Abstract: Aims: The use of ice or cryotherapy in the management of acute soft tissue injuries is widely accepted and widely practiced. This review was conducted to examine the medical literature to investigate if there is evidence to support an improvement in clinical outcome following the use of ice or cryotherapy. Conclusion: There is insufficient evidence to suggest that cryotherapy improves clinical outcome in the management of soft tissue injuries.
Journal of Emergency Medicine, Feb. 2008; 65-68
"Does Cryotherapy Improve Outcomes With Soft Tissue Injury?"
Results: The authors reported ice to be no more effective than rehabilitation only with regard to pain, swelling, and range of motion. Ice and compression seemed to be significantly more effective than ice alone in terms of decreasing pain.
J Athl Train. 2004 Jul-Sep; 39(3): 278–279
"The Use of Ice in the Treatment of Acute Soft-Tissue Injury A Systematic Review of Randomized Controlled Trials"
Results: There was marginal evidence that ice plus exercise is most effective, after ankle sprain and postsurgery. There was little evidence to suggest that the addition of ice to compression had any significant effect, but this was restricted to treatment of hospital inpatients. Few studies assessed the effectiveness of ice on closed soft-tissue injury, and there was no evidence of an optimal mode or duration of treatment.
Am J Sports Med January 2004 vol. 32 no. 1 251-261.
"A Randomized Controlled Trial of Piroxicam in the Management of Acute Ankle Sprain in Australian Regular Army Recruits"
Results: 'Interestingly, subjects treated with piroxicam showed some evidence of local abnormalities such as instability and reduced range of movement.'
Am J Sports Med July 1997 vol. 25 no. 4 544-553
Check out this New York Times article on NSAIDs. Not to mention the side effects - read your ibuprofen warning label if you want to get freaked out.
There's even more out there on this but here's the point:
We have to improve circulation and promote healing and tissue recovery through improving venous and lymphatic drainage (passive circulatory system that returns proteins too large for the veins - stuff like swelling/waste).
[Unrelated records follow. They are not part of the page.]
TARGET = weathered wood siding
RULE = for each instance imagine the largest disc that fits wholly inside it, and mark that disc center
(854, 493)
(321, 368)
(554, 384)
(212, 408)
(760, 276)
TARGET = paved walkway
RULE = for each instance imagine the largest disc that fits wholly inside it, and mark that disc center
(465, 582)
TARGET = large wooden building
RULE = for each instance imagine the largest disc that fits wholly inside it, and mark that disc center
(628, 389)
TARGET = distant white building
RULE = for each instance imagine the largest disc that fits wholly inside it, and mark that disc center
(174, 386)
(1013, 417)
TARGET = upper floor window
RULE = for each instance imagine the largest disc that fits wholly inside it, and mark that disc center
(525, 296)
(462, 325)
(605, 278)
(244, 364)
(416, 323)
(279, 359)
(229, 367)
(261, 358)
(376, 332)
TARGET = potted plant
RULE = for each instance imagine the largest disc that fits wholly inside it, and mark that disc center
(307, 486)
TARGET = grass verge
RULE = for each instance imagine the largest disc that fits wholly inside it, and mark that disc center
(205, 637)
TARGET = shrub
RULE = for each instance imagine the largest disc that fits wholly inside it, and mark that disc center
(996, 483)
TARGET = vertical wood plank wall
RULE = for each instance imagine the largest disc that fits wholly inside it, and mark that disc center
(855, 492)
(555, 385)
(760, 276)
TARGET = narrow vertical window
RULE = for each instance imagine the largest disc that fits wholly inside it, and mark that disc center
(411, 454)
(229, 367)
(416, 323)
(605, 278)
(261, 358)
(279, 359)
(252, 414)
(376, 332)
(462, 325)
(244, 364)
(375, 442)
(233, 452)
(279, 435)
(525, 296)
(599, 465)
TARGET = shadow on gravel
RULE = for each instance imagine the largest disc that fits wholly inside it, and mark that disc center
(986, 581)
The BEST way to do this is through compression such as active muscle contraction, compression gear/clothing, etc. to squeeze the passive tubes and get the swelling out of the system to restore homeostasis - not just stop it in its tracks. Now, don't be ridiculous and flex a broken bone or start contracting your newly-repaired rotator cuff but even gentle muscle contractions in uninjured, regional muscles will do the trick. This benefit is amplified when combined with compression. Elevate as much as possible.
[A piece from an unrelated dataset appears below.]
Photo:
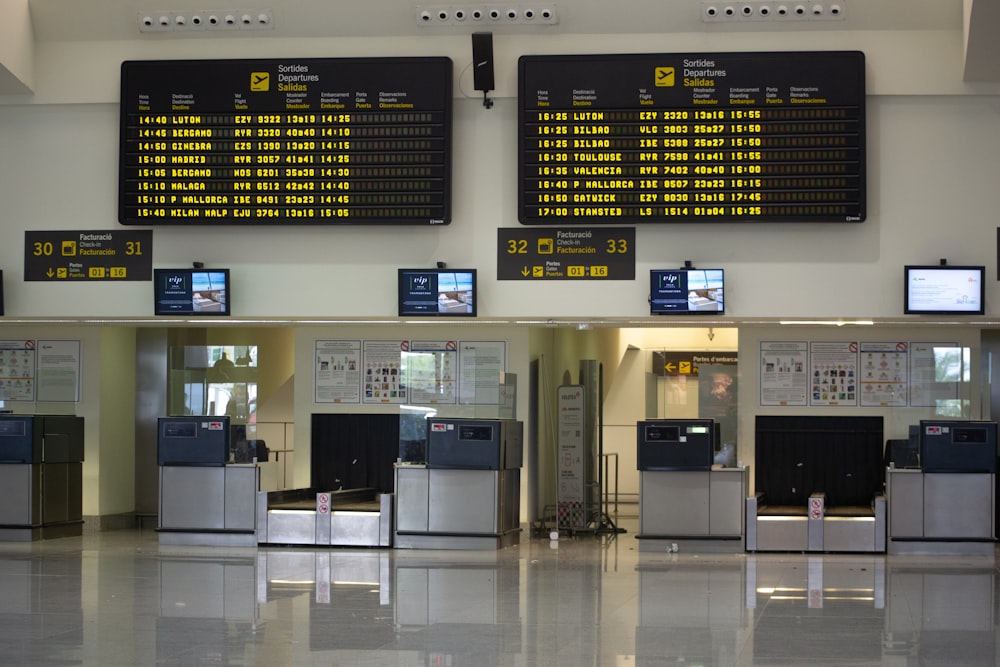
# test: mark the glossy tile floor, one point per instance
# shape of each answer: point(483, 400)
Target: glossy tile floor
point(119, 598)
*Check with your physician if this freaks you out or if you have an out-of-control immune/inflammatory system (like RA) - NSAIDs may be warranted in some, typically non-musculoskeletal conditions. Seriously though, look at this evidence with an Eagle eye.
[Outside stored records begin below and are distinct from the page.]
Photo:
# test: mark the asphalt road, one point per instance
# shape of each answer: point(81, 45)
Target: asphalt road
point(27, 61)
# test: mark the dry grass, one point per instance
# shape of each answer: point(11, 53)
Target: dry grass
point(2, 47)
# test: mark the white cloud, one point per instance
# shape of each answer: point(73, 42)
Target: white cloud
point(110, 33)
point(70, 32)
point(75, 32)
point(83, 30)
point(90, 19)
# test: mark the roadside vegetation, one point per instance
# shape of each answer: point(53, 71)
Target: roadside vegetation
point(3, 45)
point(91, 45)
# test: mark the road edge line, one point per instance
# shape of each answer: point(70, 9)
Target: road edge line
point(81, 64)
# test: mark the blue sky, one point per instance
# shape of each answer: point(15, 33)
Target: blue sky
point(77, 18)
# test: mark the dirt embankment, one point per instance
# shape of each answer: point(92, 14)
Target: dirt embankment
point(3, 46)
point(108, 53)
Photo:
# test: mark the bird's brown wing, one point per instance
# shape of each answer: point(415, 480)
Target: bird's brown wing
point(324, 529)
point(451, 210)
Rest: not really an option, we need to move safely when we can. And don't even get me started on the horrors of immobilization
Ice: not nice, kick it to the curb - no thanks I'd like to heal
Compression: absolutely, check this out for more ideas
Movement: yes, safely
People, we have to kick our habit of ice and ibuprofen post-injury/post-surgery. Do NOT let the drag of orthodoxy rear its swollen, ugly head! Just because have always done it doesn't mean we always should.